Thursday, December 27, 2012

Ten Cities 10) Lisbon

Becket, December 27, 2012

"Lisbon is destroyed and they dance in Paris!"
(Voltaire, "Poem on the disaster of Lisbon", December 1755)

The great earthquake of 1755 not only left Lisbon in ruins but also shook Europe's philosophical foundations to the core.  In his letter protesting Voltaire's wholesale loss of faith, Rousseau argues that Lisbon's earthquake was, more than anything else, an indictment of the city: "... concede, for example, that it was hardly nature who assembled there twenty-thousand houses of six or seven stories."

By contrast, the Marquis de Pombal, King Joseph's prime minister, took the disaster as an unique opportunity to build a newer, better city.  Mountains of debris were quickly replaced by new buildings with seismic timber structures, and medieval streets gave way to a regular pattern of rectangular blocks.

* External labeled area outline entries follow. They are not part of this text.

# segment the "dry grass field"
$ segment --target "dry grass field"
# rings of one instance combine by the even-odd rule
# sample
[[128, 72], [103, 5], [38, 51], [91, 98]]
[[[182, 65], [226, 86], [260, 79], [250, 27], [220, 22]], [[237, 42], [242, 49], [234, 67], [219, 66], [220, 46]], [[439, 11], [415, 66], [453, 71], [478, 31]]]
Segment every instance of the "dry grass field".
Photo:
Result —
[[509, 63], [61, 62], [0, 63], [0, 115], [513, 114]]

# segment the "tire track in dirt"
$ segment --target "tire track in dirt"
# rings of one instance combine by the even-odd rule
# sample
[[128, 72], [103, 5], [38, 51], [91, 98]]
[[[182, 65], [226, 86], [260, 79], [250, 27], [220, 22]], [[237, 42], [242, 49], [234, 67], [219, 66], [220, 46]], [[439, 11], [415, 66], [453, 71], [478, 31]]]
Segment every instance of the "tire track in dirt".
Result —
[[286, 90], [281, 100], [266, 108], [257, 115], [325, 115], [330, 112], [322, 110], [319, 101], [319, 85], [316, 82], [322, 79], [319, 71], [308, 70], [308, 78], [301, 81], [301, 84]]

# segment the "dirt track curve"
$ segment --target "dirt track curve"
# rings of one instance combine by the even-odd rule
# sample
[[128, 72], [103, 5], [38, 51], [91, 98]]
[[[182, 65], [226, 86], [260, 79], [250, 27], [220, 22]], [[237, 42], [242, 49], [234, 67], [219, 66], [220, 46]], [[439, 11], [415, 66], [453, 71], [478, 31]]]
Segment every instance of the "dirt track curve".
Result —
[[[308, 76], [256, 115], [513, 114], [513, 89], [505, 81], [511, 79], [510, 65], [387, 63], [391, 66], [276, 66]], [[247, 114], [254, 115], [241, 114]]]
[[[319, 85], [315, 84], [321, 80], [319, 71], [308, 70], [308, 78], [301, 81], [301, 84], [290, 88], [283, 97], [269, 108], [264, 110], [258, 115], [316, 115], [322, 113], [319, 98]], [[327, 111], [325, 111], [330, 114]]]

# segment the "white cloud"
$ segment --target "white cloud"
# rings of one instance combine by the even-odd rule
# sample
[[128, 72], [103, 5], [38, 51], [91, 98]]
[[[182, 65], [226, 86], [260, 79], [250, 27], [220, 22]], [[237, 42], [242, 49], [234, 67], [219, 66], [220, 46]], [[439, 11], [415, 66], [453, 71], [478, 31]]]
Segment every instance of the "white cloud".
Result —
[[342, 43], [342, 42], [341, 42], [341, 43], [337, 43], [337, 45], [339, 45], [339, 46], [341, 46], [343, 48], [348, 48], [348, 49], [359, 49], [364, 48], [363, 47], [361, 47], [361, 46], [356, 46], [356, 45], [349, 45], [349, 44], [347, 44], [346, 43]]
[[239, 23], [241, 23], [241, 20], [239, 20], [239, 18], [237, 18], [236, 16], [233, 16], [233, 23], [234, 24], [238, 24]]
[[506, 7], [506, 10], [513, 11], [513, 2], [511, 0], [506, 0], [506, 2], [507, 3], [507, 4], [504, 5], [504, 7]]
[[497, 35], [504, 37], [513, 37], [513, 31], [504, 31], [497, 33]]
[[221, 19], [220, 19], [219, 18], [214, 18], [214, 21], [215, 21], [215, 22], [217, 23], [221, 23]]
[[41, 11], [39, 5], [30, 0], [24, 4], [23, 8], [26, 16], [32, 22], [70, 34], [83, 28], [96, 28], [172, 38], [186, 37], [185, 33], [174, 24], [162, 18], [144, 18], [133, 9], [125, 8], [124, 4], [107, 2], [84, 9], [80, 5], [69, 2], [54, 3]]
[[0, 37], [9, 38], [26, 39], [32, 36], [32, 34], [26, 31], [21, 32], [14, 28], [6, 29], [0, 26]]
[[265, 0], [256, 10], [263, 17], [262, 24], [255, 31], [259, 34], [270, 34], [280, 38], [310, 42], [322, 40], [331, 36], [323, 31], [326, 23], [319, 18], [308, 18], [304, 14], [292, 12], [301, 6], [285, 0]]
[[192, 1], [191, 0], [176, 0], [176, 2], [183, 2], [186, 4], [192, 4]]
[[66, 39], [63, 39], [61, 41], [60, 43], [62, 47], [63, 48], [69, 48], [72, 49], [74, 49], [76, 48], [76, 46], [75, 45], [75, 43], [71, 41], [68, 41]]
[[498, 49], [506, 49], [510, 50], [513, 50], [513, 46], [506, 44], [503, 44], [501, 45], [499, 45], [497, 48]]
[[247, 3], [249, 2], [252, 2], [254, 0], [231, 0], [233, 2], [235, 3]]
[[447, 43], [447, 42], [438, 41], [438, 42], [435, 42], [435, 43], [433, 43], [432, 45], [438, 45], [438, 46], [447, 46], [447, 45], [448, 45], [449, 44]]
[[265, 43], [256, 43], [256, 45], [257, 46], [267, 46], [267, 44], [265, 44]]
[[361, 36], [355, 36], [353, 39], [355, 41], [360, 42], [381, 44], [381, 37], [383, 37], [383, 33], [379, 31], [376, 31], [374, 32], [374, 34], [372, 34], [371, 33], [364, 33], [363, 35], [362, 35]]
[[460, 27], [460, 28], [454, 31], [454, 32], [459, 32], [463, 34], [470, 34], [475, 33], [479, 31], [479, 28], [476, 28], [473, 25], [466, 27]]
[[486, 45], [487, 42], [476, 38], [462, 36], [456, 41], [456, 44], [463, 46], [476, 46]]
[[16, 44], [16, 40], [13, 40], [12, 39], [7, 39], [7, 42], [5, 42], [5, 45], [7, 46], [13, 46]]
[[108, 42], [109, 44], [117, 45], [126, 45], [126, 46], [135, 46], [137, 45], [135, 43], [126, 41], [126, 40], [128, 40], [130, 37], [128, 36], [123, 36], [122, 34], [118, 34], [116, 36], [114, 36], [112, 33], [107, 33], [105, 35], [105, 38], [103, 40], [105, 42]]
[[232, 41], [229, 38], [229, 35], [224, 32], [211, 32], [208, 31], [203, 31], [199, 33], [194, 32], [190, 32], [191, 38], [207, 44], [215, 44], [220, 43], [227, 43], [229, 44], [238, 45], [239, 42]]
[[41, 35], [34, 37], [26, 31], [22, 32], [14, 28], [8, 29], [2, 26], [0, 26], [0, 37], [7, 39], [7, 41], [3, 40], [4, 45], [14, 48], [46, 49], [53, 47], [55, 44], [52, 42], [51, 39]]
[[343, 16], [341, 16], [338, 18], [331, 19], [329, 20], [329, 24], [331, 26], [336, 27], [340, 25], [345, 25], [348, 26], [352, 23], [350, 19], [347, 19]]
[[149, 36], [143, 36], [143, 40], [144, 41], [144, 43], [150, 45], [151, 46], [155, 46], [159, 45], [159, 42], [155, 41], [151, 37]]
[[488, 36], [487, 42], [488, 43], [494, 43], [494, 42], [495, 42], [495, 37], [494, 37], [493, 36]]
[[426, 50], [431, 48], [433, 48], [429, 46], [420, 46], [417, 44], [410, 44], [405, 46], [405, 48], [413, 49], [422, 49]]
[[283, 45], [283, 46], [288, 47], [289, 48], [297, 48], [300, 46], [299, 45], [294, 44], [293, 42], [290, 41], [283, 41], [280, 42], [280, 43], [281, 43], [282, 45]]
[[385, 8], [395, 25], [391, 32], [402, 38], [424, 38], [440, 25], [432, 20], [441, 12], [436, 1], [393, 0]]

The Baixa Pombalina (Pombal's Downtown) is an uncompromising but nuanced grid running between the grand square--Praça do Comércio--at the edge of the Tagus River and a reconfigured Rossio square to the north.  The blocks are rectangular, most of them elongated in the north-south direction.  But look carefully and you'll notice that the lower blocks are oriented in the opposite direction, creating a distinction between the commercial area around the Praça do Comércio and the more residential area to the north.  In turn, this change of orientation creates an elaborate pattern of distinctive streets and avenues, some dead-ending on the transversal blocks and others with open views to the water.